Si la esclavitud no hubiera existido en los Estados Unidos, uno puede estar seguro de que el desarrollo económico y político de la nación habría sido diferente de lo que realmente sucedió. Es dudoso que el sistema de plantaciones, tal como lo conocemos, se hubiera desarrollado, especialmente en ausencia de mano de obra disponible, dado que la economía agrícola en ese momento era extremadamente intensiva en mano de obra y el hecho de que la situación laboral en la América colonial era muy diferente de la que existía en Gran Bretaña y Europa. Dado que las actitudes sociales y culturales hacia la esclavitud eran muy diferentes en los años 1600 y principios de 1700 que en la actualidad, tal vez no sea sorprendente que los terratenientes, cuando se enfrentan a la escasez de mano de obra, recurran al mercado de esclavos. Aunque es difícil para los estadounidenses de hoy en día comprender esas actitudes, en los siglos XVII y XVIII la esclavitud era la norma aceptable en la mayoría de los países del mundo.

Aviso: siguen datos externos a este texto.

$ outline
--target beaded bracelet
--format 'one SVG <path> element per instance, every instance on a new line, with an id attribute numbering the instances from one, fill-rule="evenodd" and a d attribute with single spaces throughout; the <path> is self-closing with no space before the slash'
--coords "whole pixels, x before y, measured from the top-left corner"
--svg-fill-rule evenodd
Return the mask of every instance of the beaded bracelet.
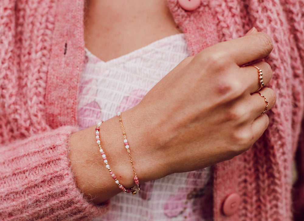
<path id="1" fill-rule="evenodd" d="M 117 179 L 117 177 L 115 175 L 115 174 L 112 171 L 112 170 L 110 168 L 110 165 L 108 163 L 108 160 L 107 159 L 107 157 L 105 156 L 105 154 L 102 148 L 101 145 L 100 145 L 100 139 L 99 137 L 99 127 L 100 127 L 100 125 L 101 125 L 101 124 L 103 123 L 103 121 L 102 120 L 97 124 L 97 126 L 96 127 L 96 128 L 95 128 L 95 130 L 96 131 L 96 133 L 95 134 L 96 135 L 96 141 L 97 142 L 97 144 L 98 145 L 98 146 L 99 147 L 99 150 L 101 154 L 102 155 L 102 159 L 103 159 L 104 162 L 105 163 L 105 167 L 109 170 L 109 172 L 110 172 L 110 174 L 115 180 L 115 183 L 118 185 L 118 187 L 119 187 L 119 189 L 125 193 L 131 193 L 132 192 L 134 194 L 134 191 L 133 191 L 133 188 L 126 188 L 123 185 L 119 183 L 119 181 Z"/>
<path id="2" fill-rule="evenodd" d="M 121 115 L 121 111 L 119 111 L 117 113 L 117 116 L 118 116 L 118 117 L 119 118 L 119 121 L 120 122 L 120 125 L 121 126 L 121 129 L 123 130 L 123 138 L 124 139 L 123 140 L 123 142 L 125 144 L 125 146 L 126 147 L 126 148 L 127 149 L 127 151 L 128 151 L 128 153 L 129 154 L 129 156 L 130 157 L 130 162 L 131 162 L 131 164 L 132 165 L 132 168 L 133 168 L 133 173 L 134 173 L 134 175 L 135 176 L 134 176 L 134 182 L 135 183 L 135 184 L 136 184 L 137 186 L 137 187 L 136 189 L 137 191 L 139 191 L 140 190 L 140 188 L 139 186 L 139 180 L 138 180 L 138 178 L 137 177 L 137 175 L 136 175 L 136 173 L 135 172 L 135 169 L 134 169 L 134 165 L 133 164 L 133 161 L 132 160 L 132 158 L 131 157 L 131 153 L 130 152 L 130 149 L 129 148 L 130 147 L 129 145 L 129 144 L 128 142 L 128 140 L 127 140 L 127 137 L 126 135 L 126 133 L 125 132 L 125 130 L 123 129 L 123 122 L 121 120 L 121 118 L 120 117 L 120 116 Z M 133 193 L 135 194 L 136 193 L 136 191 L 134 191 L 133 192 Z"/>

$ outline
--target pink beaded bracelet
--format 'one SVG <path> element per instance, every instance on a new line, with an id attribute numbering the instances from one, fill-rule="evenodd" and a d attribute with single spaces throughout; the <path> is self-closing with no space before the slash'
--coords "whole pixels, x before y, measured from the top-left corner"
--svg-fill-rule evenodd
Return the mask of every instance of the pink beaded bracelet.
<path id="1" fill-rule="evenodd" d="M 103 121 L 102 120 L 97 124 L 97 126 L 96 127 L 96 128 L 95 128 L 95 130 L 96 131 L 95 134 L 96 136 L 96 141 L 97 142 L 97 144 L 98 145 L 98 146 L 99 147 L 99 151 L 100 152 L 100 154 L 102 155 L 102 157 L 103 161 L 105 162 L 105 167 L 109 170 L 109 172 L 110 172 L 110 175 L 111 175 L 112 178 L 115 180 L 115 183 L 118 185 L 118 187 L 119 187 L 119 189 L 125 193 L 131 193 L 132 192 L 132 193 L 134 194 L 134 191 L 133 191 L 133 188 L 126 188 L 123 185 L 119 183 L 119 181 L 117 179 L 117 177 L 115 175 L 115 174 L 112 171 L 112 170 L 110 168 L 110 165 L 109 165 L 109 163 L 108 163 L 108 160 L 107 159 L 107 157 L 105 156 L 105 154 L 102 148 L 101 145 L 100 145 L 100 138 L 99 138 L 99 131 L 100 130 L 99 127 L 101 125 L 101 124 L 103 123 Z"/>
<path id="2" fill-rule="evenodd" d="M 135 176 L 134 177 L 134 182 L 135 183 L 135 184 L 136 184 L 137 186 L 137 187 L 136 188 L 136 190 L 137 191 L 139 191 L 140 190 L 140 188 L 139 186 L 139 180 L 138 180 L 138 178 L 137 177 L 137 175 L 136 175 L 136 173 L 135 172 L 135 169 L 134 168 L 134 165 L 133 165 L 133 161 L 132 160 L 132 158 L 131 157 L 131 153 L 130 152 L 130 147 L 129 145 L 129 143 L 128 142 L 128 140 L 127 140 L 127 137 L 126 135 L 126 133 L 125 132 L 125 130 L 123 128 L 123 122 L 121 120 L 121 118 L 120 117 L 120 116 L 121 115 L 121 111 L 119 111 L 117 113 L 117 116 L 118 116 L 118 117 L 119 118 L 119 121 L 120 123 L 120 125 L 121 126 L 121 129 L 123 130 L 123 138 L 124 139 L 123 140 L 123 142 L 125 144 L 125 146 L 126 147 L 126 148 L 127 149 L 127 151 L 128 153 L 129 154 L 129 156 L 130 157 L 130 162 L 131 162 L 131 164 L 132 165 L 132 168 L 133 168 L 133 173 L 134 173 L 134 175 Z M 135 194 L 136 193 L 136 191 L 134 191 L 132 192 L 132 193 L 133 194 Z"/>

Estos hechos no excusan las crueldades de la economía de esclavos, pero nos ayudan a comprender mejor las condiciones económicas y la mentalidad social que la provocó. Una cosa es condenar la esclavitud, y cualquier persona amante de la libertad debería hacerlo; sin embargo, otra muy distinta es atribuir a la esclavitud y a la economía de esclavos estadounidense cosas que son falsas. Desafortunadamente, eso es lo que ha hecho el Periódico Oficial del país.

William L. Anderson is a professor of economics at Frostburg State University in Frostburg, Maryland.